Qwestrum Engineering360 · Computer & Hardware · Computer Architecture
Memory Hierarchy
Memory hierarchy balances speed, cost, and capacity using locality principles.
Exam tip: keep SI units consistent end-to-end, write the governing relation symbolically before substituting, and sanity-check magnitude and sign.
Key formulas & points
Skim these first — then read the full notes below.
- Registers to cache to RAM to storage pyramid
- Write-through vs write-back cache policy
- Virtual memory extends apparent RAM via paging
Topic details
Introduction
Stallings and Hamacher explain hierarchy as the main reason modern CPUs remain efficient despite slow main memory. B.Tech numericals mostly use AMAT and miss-rate sensitivity.
Key relations & formulas
Formulas (Indian textbook notation)
Formulas (Indian textbook notation)
Formulas (Indian textbook notation)
Notation and sign conventions
Relation 1 —
Formulas (Indian textbook notation)
Write this relation with symbols exactly as in Computer System Architecture — Morris Mano before substituting numbers. Examiners award partial marks for a correct setup even when arithmetic slips.
Relation 2 —
Formulas (Indian textbook notation)
Write this relation with symbols exactly as in Computer System Architecture — Morris Mano before substituting numbers. Examiners award partial marks for a correct setup even when arithmetic slips.
Relation 3 —
Formulas (Indian textbook notation)
Write this relation with symbols exactly as in Computer System Architecture — Morris Mano before substituting numbers. Examiners award partial marks for a correct setup even when arithmetic slips.
Concept in depth
Upper levels are small and fast, lower levels are large and slow. Temporal locality justifies keeping recently used blocks, while spatial locality motivates block transfers. AMAT links design policy to measurable performance. Virtual memory isolates processes and extends usable address space at the cost of page faults when locality breaks down.
Assumptions and validity limits
State assumptions explicitly before using any relation for memory hierarchy — steady state, uniform properties, linear elastic material, ideal gas, incompressible flow, etc., as applicable.
Wrong assumptions invalidate the entire solution even when the formula is correct. In Computer Architecture viva and GATE descriptive questions, listing valid assumptions often earns separate marks.
Step-by-step problem approach
1. Read the question and list given data with SI units (common in Computer Architecture papers).
2. Draw a neat labelled diagram where applicable — examiners in Indian universities award diagram marks even when arithmetic slips.
3. Identify which relation from this topic applies to memory hierarchy.
4. Use equation 1:
5. Use equation 2:
6. Substitute values, compute, and verify units and sign (direction).
7. State conclusion in one line — e.g. safe/unsafe, stable/unstable, feasible/infeasible.
2. Draw a neat labelled diagram where applicable — examiners in Indian universities award diagram marks even when arithmetic slips.
3. Identify which relation from this topic applies to memory hierarchy.
4. Use equation 1:
.
5. Use equation 2:
.
6. Substitute values, compute, and verify units and sign (direction).
7. State conclusion in one line — e.g. safe/unsafe, stable/unstable, feasible/infeasible.
Applications & exam relevance
Memory Hierarchy appears in processor and system design. In Indian computer hardware curricula this topic is tested because it connects theory to CPU, memory hierarchy, and I/O.

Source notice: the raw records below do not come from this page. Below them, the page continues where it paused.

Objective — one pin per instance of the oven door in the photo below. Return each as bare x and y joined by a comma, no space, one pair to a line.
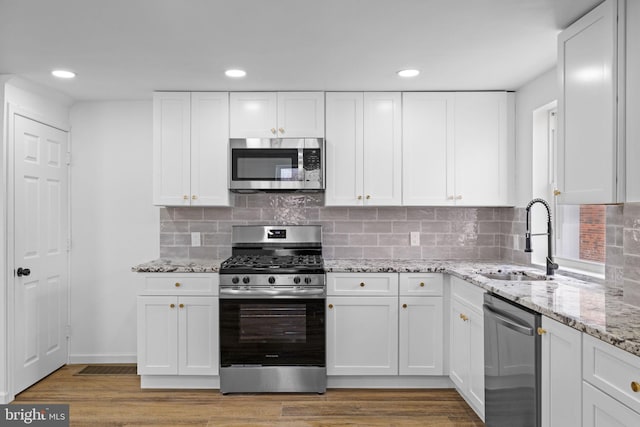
272,332
263,164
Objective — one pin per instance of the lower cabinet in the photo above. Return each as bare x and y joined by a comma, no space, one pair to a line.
376,327
561,377
466,368
177,335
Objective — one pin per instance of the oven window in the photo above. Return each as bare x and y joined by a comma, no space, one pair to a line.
265,165
272,323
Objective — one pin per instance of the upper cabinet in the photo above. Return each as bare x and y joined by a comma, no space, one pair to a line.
277,115
364,151
190,143
589,142
458,148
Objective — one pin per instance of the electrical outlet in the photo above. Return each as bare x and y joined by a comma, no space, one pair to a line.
415,238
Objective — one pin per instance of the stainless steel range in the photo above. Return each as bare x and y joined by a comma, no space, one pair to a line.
272,308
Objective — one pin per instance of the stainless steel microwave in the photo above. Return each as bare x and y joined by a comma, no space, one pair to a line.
279,164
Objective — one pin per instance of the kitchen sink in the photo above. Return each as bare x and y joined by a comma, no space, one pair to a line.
514,275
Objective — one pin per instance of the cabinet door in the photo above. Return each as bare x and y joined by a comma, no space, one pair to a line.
427,148
344,146
362,336
561,375
171,148
421,336
587,56
483,154
253,115
301,114
459,345
198,335
209,148
475,394
382,156
157,335
601,410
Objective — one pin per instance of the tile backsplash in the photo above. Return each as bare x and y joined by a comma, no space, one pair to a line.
348,232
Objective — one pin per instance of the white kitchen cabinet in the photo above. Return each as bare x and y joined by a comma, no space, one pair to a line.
362,335
177,335
561,375
632,94
588,109
190,143
466,365
457,148
277,115
364,151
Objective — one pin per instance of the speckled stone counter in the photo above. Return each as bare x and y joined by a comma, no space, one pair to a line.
178,266
586,306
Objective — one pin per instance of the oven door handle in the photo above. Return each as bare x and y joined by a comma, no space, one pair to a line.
508,322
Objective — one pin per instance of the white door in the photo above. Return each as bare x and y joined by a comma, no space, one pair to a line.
40,251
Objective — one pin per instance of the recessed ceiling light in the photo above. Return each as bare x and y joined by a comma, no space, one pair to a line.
408,73
235,73
63,74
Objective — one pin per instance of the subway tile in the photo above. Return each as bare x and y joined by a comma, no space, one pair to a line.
377,227
364,213
395,213
377,252
348,227
182,214
421,214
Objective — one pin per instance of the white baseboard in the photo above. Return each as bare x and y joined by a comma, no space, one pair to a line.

GATE and semester exams often combine memory hierarchy with earlier units — revise prerequisites before attempting mixed problems.
Industry interview panels sometimes ask: "Where did you use memory hierarchy?" — answer with a lab, mini-project, or plant visit example if possible.
Common mistakes in exams
Many answers add miss penalty directly to access time without multiplying by miss rate. Another error is mixing hit ratio and miss ratio in substitution.
Quick revision checklist
Before attempting memory hierarchy problems, confirm you can:
1. Registers to cache to RAM to storage pyramid
2. Write-through vs write-back cache policy
3. Virtual memory extends apparent RAM via paging
2. Write-through vs write-back cache policy
3. Virtual memory extends apparent RAM via paging
Revise the solved examples in Computer System Architecture — Morris Mano and one previous-year GATE or university paper for this unit.
Worked examples
Try the problem first — open the solution when you are ready to check.
AMAT estimation
Problem
Cache hit time 2 ns, miss rate 4%, miss penalty 80 ns. Find AMAT.
Solution
AMAT = 2 + 0.04×80 = 2 + 3.2 = 5.2 ns.
Conceptual check — Memory Hierarchy
Problem
In a Computer Architecture semester or GATE paper you are asked: "State the main assumption, the governing relation, and one practical consequence of memory hierarchy." What should a complete answer include?
📖 Standard books (India)
Computer System Architecture — Morris Mano
Read: Syllabus unit
CPU, memory hierarchy, and I/O
Explore related topics
See real computer & hardware careers
After exams and interviews, see how engineers actually built careers — milestones and decisions from people in the field.